Abschnitt 1 – Allgemeine Bestimmungen über die Börsen und deren Organe

Titel: Börsengesetz (BörsG)
Normgeber: Bund
Amtliche Abkürzung: BörsG
Gliederungs-Nr.: 4110-8
Normtyp: Gesetz

(1) Der Börsenrat erlässt die Börsenordnung als Satzung.

(2) Die Börsenordnung soll sicherstellen, dass die Börse die ihr obliegenden Aufgaben erfüllen kann und dabei den Interessen des Publikums und des Handels gerecht wird. Sie muss Bestimmungen enthalten über

  1. 1.
    den Geschäftszweig der Börse;
  2. 2.
    die Organisation der Börse;
  3. 3.
    die Handelsarten;
  4. 4.
    die Veröffentlichung der Preise und Kurse sowie der ihnen zu Grunde liegenden Umsätze;
  5. 5.
    eine Entgeltordnung für die Tätigkeit der Skontroführer.

Die Börsenordnung kann vorsehen, dass die Veröffentlichung der Preise und der ihnen zu Grunde liegenden Umsätze mit angemessener zeitlicher Verzögerung erfolgt, soweit dies im Interesse der Vermeidung einer unangemessenen Benachteiligung der am Geschäft Beteiligten notwendig erscheint; die Börsenordnung muss Merkmale zur Bestimmung der Geschäfte enthalten.

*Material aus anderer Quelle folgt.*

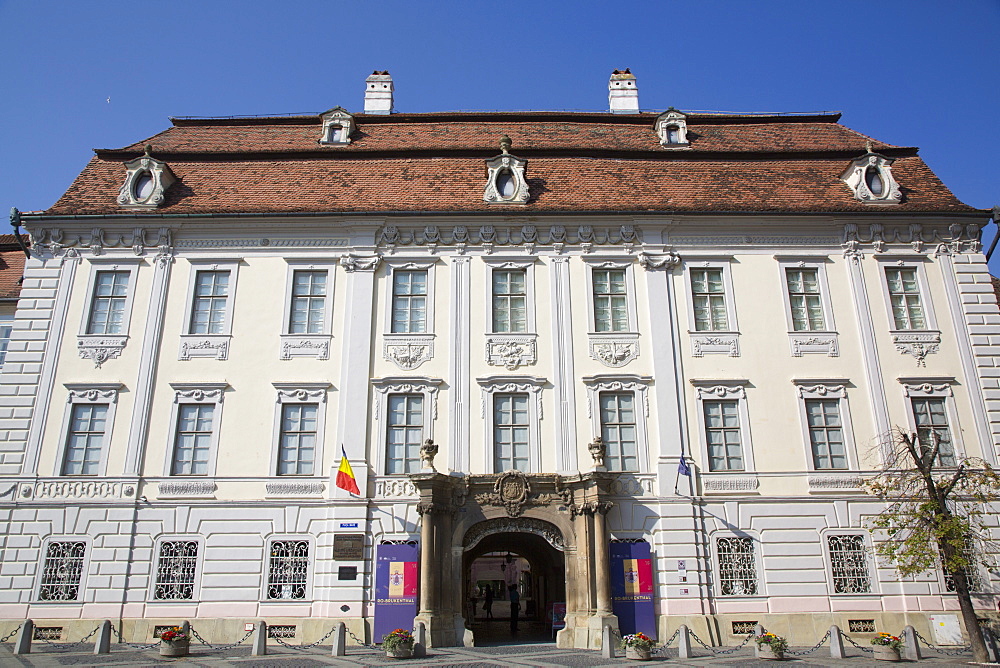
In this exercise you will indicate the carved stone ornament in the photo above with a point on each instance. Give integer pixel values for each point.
(510, 351)
(352, 263)
(294, 488)
(870, 179)
(100, 348)
(549, 532)
(428, 450)
(597, 452)
(410, 351)
(196, 345)
(511, 490)
(146, 182)
(506, 181)
(338, 125)
(193, 488)
(727, 343)
(918, 345)
(813, 343)
(317, 347)
(614, 350)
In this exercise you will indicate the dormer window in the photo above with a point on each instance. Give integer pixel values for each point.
(146, 182)
(338, 125)
(870, 179)
(144, 187)
(505, 177)
(671, 128)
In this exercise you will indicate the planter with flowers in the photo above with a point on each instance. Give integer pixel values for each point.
(398, 644)
(887, 647)
(770, 646)
(637, 646)
(174, 642)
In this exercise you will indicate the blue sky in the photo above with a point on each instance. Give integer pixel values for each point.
(909, 72)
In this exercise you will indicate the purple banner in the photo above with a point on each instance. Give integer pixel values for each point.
(632, 588)
(395, 588)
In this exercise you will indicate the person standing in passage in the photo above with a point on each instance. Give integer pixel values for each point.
(488, 602)
(515, 607)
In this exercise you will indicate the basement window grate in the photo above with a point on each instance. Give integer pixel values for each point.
(861, 625)
(48, 633)
(281, 631)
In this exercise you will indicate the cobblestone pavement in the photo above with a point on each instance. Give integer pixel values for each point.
(534, 655)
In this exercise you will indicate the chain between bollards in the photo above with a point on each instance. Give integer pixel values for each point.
(305, 647)
(11, 634)
(813, 649)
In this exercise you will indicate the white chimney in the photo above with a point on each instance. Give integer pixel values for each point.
(623, 94)
(378, 93)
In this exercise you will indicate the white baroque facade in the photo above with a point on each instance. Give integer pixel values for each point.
(198, 338)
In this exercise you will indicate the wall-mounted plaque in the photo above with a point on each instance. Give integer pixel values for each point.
(349, 546)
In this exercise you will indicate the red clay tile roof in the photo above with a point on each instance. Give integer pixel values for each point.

(3) Bei Wertpapierbörsen muss die Börsenordnung zusätzlich Bestimmungen enthalten über

  1. 1.
    die Zusammensetzung und die Wahl der Mitglieder der Zulassungsstelle;
  2. 2.
    die Bedeutung der Kurszusätze und -hinweise.

(4) Die Börsenordnung kann Bestimmungen enthalten über die Sicherstellung der Börsengeschäftsabwicklung.

(5) Die Börsenordnung bedarf der Genehmigung durch die Börsenaufsichtsbehörde. Diese kann die Aufnahme bestimmter Vorschriften in die Börsenordnung verlangen, wenn und soweit sie zur Erfüllung der der Börse oder der Börsenaufsichtsbehörde obliegenden gesetzlichen Aufgaben notwendig sind.

(6) In verwaltungsgerichtlichen Verfahren kann die Börse unter ihrem Namen klagen und verklagt werden.

(1) Red. Anm.:
Außer Kraft am 1. November 2007 durch Artikel 14 Abs. 3 des Gesetzes vom 16. Juli 2007 (BGBl. I S. 1330). Zur weiteren Anwendung s. § 52 Abs. 3 des Gesetzes vom 16. Juli 2007 (BGBl. I S. 1330, 1351).